If con->checksmart is set to FALSE the system doesn't get into the bad state. This option should be sending "smartctl -a" down this path which is causing the controller to get into the bad state. scsiGetSmartData() -> scsiCheckIE() (read informational exception log page) =======smartctl.c======== case 'a': con->driveinfo = TRUE; con->checksmart = FALSE; con->generalsmartvalues = TRUE; con->smartvendorattrib = TRUE; con->smarterrorlog = TRUE; con->smartselftestlog = TRUE; con->selectivetestlog = TRUE; break; ========================
After setting con->checksmart back to TRUE, traced into scsiCheckIE(), since hasIELogPage is 0 the code is not actually do the LOG SENSE to read the informational exception page. scsiCheckIE: hasIELogPage 0 IE_LPAGE 0x2f <===== The scsiCheckIE function will instead do a Request Sense and this is what is causing the device to get into the wierd state. If I comment out this portion there is no problem. if (0 == sense_info.asc) { /* ties in with MRIE field of 6 in IEC mode page (0x1c) */ if ((err = scsiRequestSense(device, &sense_info))) { pout("Request Sense failed, [%s]\n", scsiErrString(err)); return err; } } scsiRequestSense: cdb[0] 0x3 cbd[4] 18 scsiRequestSense: io_hdr.cmnd_len 6 io_hdr.max_sense_len 32 io_hdr.timeout 6 scsiRequestSense: io_hdr.dxfer_dir 1 io_hdr.dxfer_len 18
Kindly let me know the Firmware version of the adapter. Could you also check if there is any latest FW available for the adapter and try with it ?

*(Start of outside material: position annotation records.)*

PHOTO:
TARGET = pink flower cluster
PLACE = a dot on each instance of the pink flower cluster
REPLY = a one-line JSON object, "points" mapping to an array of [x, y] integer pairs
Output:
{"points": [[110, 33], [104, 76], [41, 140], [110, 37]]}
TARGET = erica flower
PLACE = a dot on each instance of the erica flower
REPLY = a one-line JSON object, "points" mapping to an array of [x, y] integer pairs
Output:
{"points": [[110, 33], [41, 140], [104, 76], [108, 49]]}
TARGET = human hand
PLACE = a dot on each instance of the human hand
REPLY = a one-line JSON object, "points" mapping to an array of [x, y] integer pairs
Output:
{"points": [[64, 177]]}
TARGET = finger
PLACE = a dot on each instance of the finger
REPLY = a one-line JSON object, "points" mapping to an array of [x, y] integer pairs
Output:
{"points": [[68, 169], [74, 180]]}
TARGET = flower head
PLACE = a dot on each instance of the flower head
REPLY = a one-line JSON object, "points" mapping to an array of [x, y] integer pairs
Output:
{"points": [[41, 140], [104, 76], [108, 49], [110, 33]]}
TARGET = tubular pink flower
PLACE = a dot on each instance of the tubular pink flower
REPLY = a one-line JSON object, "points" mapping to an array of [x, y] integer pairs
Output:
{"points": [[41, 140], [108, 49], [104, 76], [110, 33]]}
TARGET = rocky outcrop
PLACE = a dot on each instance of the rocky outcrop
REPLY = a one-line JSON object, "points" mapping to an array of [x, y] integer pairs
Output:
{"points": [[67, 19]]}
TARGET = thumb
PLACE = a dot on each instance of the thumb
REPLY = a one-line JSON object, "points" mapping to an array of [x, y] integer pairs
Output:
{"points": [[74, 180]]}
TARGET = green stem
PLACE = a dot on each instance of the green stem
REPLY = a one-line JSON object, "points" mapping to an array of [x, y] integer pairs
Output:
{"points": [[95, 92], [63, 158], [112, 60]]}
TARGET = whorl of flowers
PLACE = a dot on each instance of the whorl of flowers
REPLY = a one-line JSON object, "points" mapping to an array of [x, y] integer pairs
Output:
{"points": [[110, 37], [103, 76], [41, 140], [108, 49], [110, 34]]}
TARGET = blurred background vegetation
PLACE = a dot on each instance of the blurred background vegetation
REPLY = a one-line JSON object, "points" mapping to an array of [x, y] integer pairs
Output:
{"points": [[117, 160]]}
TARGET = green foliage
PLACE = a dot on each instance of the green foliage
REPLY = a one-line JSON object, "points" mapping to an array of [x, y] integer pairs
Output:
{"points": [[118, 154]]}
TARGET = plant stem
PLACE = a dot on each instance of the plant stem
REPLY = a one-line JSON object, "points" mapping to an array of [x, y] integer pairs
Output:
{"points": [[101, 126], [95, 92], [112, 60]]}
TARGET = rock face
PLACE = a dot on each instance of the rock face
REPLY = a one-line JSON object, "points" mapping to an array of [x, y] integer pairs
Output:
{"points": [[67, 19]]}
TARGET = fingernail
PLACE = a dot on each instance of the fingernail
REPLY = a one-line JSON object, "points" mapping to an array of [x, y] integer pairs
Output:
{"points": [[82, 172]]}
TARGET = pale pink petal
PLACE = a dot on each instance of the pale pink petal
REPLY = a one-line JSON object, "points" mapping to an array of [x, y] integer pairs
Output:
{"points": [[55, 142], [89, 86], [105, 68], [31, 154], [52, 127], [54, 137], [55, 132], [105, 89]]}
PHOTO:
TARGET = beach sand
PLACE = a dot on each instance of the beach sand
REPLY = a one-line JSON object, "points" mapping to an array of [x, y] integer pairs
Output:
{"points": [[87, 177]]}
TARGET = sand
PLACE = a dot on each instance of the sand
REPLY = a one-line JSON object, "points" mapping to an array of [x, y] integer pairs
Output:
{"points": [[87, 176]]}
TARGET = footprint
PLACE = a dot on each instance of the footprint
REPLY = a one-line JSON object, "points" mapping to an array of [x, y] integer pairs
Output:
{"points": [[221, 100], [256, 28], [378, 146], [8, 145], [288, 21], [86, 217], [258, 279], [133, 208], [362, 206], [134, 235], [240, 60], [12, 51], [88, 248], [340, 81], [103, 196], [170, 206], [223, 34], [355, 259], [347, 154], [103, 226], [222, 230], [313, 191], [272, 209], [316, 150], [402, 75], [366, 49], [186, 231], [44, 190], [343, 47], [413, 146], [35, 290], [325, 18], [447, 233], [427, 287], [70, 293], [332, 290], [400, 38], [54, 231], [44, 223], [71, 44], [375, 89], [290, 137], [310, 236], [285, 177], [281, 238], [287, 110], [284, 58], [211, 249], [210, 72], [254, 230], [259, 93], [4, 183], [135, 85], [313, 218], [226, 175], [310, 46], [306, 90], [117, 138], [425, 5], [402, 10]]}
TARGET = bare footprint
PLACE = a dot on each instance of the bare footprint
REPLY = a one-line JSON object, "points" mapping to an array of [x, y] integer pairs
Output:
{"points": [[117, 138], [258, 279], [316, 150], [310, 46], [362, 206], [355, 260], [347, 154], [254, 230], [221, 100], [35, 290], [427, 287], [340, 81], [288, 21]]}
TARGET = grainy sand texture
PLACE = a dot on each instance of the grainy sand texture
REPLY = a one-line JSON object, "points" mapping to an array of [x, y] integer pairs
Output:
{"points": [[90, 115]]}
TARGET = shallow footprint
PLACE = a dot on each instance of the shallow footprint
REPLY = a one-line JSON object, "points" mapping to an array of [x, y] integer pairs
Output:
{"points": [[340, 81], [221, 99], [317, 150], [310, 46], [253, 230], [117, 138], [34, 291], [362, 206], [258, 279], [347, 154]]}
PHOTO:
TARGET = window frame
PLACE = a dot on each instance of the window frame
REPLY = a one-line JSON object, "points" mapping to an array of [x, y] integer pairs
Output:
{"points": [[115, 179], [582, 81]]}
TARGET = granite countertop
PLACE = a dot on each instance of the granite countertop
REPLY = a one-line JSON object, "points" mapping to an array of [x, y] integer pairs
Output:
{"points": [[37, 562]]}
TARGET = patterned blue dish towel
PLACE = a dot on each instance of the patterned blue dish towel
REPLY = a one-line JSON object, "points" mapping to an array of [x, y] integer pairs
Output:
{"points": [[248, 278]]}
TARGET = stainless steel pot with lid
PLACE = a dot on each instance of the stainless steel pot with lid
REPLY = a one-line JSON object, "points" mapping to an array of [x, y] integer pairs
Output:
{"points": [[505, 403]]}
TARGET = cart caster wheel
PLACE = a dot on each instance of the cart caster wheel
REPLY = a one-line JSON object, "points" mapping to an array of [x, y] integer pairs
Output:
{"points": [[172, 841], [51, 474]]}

Sumant, We are seeing a RHEL5 (2.6.18-8.el5) system LSI Logic MegaRAID 8300XLP running without problems until "smartctl -a /dev/sda" is executed. Then the system becomes unoperational, we see a reset and then waiting for commands to complete and eventually filesystem errors and device is marked off-line (see Comment#1). megasas: RESET -9459 cmd=2a megasas: [ 0]waiting for 25 commands to complete megasas: [ 5]waiting for 25 commands to complete This is also reproducible on an i686 system running 2.6.9-42.ELsmp. If I comment out the above smartctl code (Comment#13) to prevent the request sense then the system doesn't get into this bad state. Do you have any thoughts on this? Thank you.
I suspect the FW is not handling the cmd correctly and is not OS dependent. The latest FW may have already fixed it. Please let me know the FW version you are trying with and I will verify and get back to you.
Sumant, Here is the firmware version: ------------------------------------------------------------------------- LSI MegaRAID SAS-MFI BIOS Version MT25 (Build March 06, 2006) Copyright(c) 2006 LSI Logic Corporation HA -0 (Bus 8 Dev 3) MegaRAID SAS 8300XLP FW package: 5.0.1-0032 ------------------------------------------------------------------------- It does look like there is an updated firmware 5.1.1-0039.
I could not locate the package 5.0.1.0032 today. I verified with package 5.1.1.0033. Did not see the issue. So, kindly test with the package 5.1.1-0039.
Sumant, We found that updating the firmware to 5.1.1-0020 corrected the problem. After issuing the "smartctl -a /dev/sda" the system is still functional. Thanks alot for looking into this problem.
Closing bug, as updating the firmware solves this issue, and is not a Red Hat issue, AFAIK.